In the present embodiment, the following teeth are taken as an example, but not limited thereto, the present invention can be applied to the upper jaw teeth. The user first places the opening 11 on the probe 100 over the occlusal surface of the tooth to sequentially drive the first light source 21 and the second light source 22 to illuminate the occlusal surface of the tooth at a fixed point and by the driving unit 20. Wherein, the reflecting device 23 is only projected to the occlusal surface of the tooth by the first light source 21, and is not projected to the surrounding oral tissue (such as the gum area), and the second light source 22 is simultaneously projected onto the occlusal surface of the tooth. With the surrounding oral tissue. Therefore, please refer to FIG. 2, when the image capturing device 25 takes a picture, a first image 51 can be generated according to the illumination of the first light source 21, and the first image only includes the tooth information 511, please refer to the figure. As shown in FIG. 3, the image capturing device 25 generates a second image according to the illumination of the second light source 22. The image 52 includes the tooth information 521 and the oral tissue information 522. The second image 52 captured by the second light source 22 has the tooth information 521 unclear.
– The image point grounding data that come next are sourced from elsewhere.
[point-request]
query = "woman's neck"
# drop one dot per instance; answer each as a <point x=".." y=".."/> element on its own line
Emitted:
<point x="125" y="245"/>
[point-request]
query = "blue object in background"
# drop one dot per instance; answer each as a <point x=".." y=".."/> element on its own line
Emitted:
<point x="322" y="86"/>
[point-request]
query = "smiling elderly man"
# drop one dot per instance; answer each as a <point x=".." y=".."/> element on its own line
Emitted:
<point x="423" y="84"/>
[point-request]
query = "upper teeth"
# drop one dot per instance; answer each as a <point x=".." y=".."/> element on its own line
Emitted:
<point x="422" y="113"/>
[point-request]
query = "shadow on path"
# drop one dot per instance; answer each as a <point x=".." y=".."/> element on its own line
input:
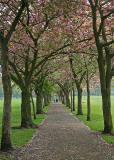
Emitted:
<point x="63" y="137"/>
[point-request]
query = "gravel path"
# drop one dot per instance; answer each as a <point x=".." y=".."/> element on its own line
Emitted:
<point x="63" y="137"/>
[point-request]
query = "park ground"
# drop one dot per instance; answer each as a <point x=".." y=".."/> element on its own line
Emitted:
<point x="21" y="137"/>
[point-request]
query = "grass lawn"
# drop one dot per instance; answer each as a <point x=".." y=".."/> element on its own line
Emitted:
<point x="96" y="122"/>
<point x="20" y="136"/>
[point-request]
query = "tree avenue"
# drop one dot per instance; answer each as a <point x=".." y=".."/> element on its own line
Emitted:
<point x="65" y="44"/>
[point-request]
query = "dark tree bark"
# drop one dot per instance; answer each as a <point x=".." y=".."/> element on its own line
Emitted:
<point x="39" y="103"/>
<point x="6" y="120"/>
<point x="45" y="100"/>
<point x="67" y="99"/>
<point x="79" y="109"/>
<point x="26" y="119"/>
<point x="106" y="91"/>
<point x="104" y="62"/>
<point x="88" y="99"/>
<point x="34" y="112"/>
<point x="6" y="80"/>
<point x="71" y="104"/>
<point x="73" y="100"/>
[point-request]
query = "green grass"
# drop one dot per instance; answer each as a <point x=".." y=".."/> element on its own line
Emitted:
<point x="20" y="136"/>
<point x="96" y="122"/>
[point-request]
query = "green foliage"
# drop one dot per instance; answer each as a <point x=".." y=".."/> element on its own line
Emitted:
<point x="96" y="122"/>
<point x="20" y="136"/>
<point x="47" y="86"/>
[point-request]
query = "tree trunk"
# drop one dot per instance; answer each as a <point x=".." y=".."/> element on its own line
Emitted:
<point x="105" y="81"/>
<point x="45" y="100"/>
<point x="79" y="111"/>
<point x="73" y="100"/>
<point x="6" y="119"/>
<point x="26" y="119"/>
<point x="88" y="99"/>
<point x="39" y="105"/>
<point x="33" y="106"/>
<point x="63" y="99"/>
<point x="71" y="104"/>
<point x="67" y="100"/>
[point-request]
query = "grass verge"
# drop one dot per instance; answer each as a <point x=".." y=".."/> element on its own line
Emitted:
<point x="96" y="122"/>
<point x="21" y="136"/>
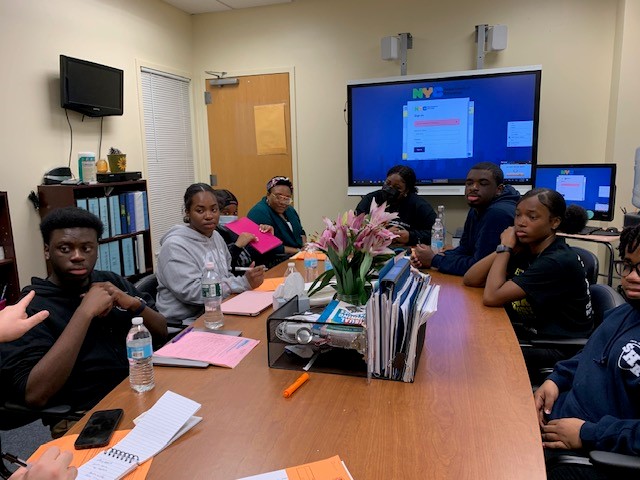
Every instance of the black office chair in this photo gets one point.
(591, 263)
(149, 284)
(604, 464)
(13, 415)
(603, 298)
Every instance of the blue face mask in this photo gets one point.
(224, 219)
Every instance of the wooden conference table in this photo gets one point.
(469, 414)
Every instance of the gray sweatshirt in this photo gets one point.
(180, 266)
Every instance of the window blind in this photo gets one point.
(170, 163)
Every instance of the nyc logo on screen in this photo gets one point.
(428, 92)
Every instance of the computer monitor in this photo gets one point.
(441, 125)
(592, 186)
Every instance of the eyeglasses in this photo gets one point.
(283, 198)
(625, 268)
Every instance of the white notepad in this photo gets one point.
(153, 433)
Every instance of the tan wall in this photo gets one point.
(33, 129)
(330, 42)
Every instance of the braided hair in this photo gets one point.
(629, 240)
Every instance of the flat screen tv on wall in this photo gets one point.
(90, 88)
(442, 124)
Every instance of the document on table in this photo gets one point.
(327, 469)
(80, 457)
(157, 429)
(222, 350)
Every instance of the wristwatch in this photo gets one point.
(141, 308)
(503, 248)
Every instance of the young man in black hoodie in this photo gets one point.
(493, 207)
(78, 354)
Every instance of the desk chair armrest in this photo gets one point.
(616, 462)
(557, 343)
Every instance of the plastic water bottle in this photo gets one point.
(310, 264)
(444, 224)
(139, 353)
(437, 236)
(211, 297)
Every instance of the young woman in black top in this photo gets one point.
(534, 274)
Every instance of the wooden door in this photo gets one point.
(232, 136)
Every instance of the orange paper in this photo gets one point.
(301, 255)
(80, 457)
(270, 284)
(328, 469)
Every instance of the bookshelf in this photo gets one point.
(8, 266)
(110, 197)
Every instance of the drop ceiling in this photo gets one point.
(207, 6)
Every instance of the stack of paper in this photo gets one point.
(161, 425)
(399, 306)
(213, 348)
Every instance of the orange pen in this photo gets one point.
(295, 385)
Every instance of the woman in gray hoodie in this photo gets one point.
(183, 253)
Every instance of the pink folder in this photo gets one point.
(265, 242)
(249, 303)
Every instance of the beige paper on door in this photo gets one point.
(270, 129)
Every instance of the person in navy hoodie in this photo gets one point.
(493, 206)
(592, 401)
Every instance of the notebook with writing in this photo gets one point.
(160, 424)
(265, 242)
(249, 303)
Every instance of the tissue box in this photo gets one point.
(286, 336)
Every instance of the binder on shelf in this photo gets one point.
(397, 314)
(114, 257)
(141, 262)
(103, 257)
(138, 200)
(128, 260)
(145, 206)
(131, 212)
(92, 206)
(104, 217)
(122, 199)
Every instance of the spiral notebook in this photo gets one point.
(152, 434)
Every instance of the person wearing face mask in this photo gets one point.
(242, 253)
(184, 251)
(415, 215)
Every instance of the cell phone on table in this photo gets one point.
(99, 429)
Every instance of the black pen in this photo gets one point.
(181, 334)
(15, 460)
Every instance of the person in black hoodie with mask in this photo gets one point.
(493, 206)
(415, 215)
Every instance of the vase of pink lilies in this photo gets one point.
(356, 245)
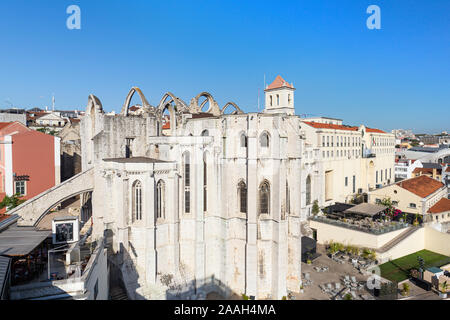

After the first image 51 and the second image 52 are acquired by the probe 100, the image processing unit 30 receives the first image 51 and the second image 52 from the image capturing device 25. Please refer to FIGS. 2 to 4 for image processing. The unit 30 directly superimposes the two images 51, 52 to produce a dual wavelength dental image 53. Since the first image 51 and the second image 52 are captured when the probe 100 is at a fixed point, the spatial positions of the first image 51 and the second image 52 are the same. After the first image 51 and the second image 52 are superimposed, the tooth information 511 of the first image 51 is directly superposed on the tooth information 521 of the second image 52, and the dual-wavelength dental image 53 includes detailed dental information. 531 and oral tissue information 532.

For the dual-wavelength dental image 53, the second image 52 captured by the second light source 22 presents oral tissue information, and the dental information 531 of the dual-wavelength dental image 53 is the dental information of the first image 51 and the second image 52. The 511 and 521 are superimposed, and the wavelength of the light of the first light source 21 is less than or equal to 460 (nm), which can effectively reduce the interference of saliva reflection in the oral cavity, and if the CMOS image sensor is used as the image capturing device 25, the sensitivity of the wavelength of the first light source 21 is higher, so as to present a fine appearance on the occlusal surface of the tooth, so that the tooth information 531 of the dual-wavelength dental image 53 can strengthen the details of the tooth and can express the teeth. The margin line between the information 531 and the oral tissue information 532, such as the gum line, allows the teeth and their gum lines to be clearly identified, providing accurate dental image creation.

53‧‧‧Double-wavelength dental images

531‧‧‧ Dental Information

532‧‧‧ Oral organization information

Claims (2)

A method for establishing a dual-wavelength dental image, comprising: photographing teeth in an oral cavity at a light wavelength of less than or equal to 460 (nm) and greater than or equal to 600 (nm) at a same position by a probe to respectively generate a first image And a second image; after receiving the first image and the second image by an image processing unit, directly overlapping the first image and the second image to generate a dual-wavelength tooth image. The method for establishing a dual-wavelength dental image according to claim 1, wherein the first image includes only dental information, and the second image includes dental information and oral tissue information, and the dual-wavelength dental image has the first and the second A tooth information obtained by superimposing the dental information of the second image.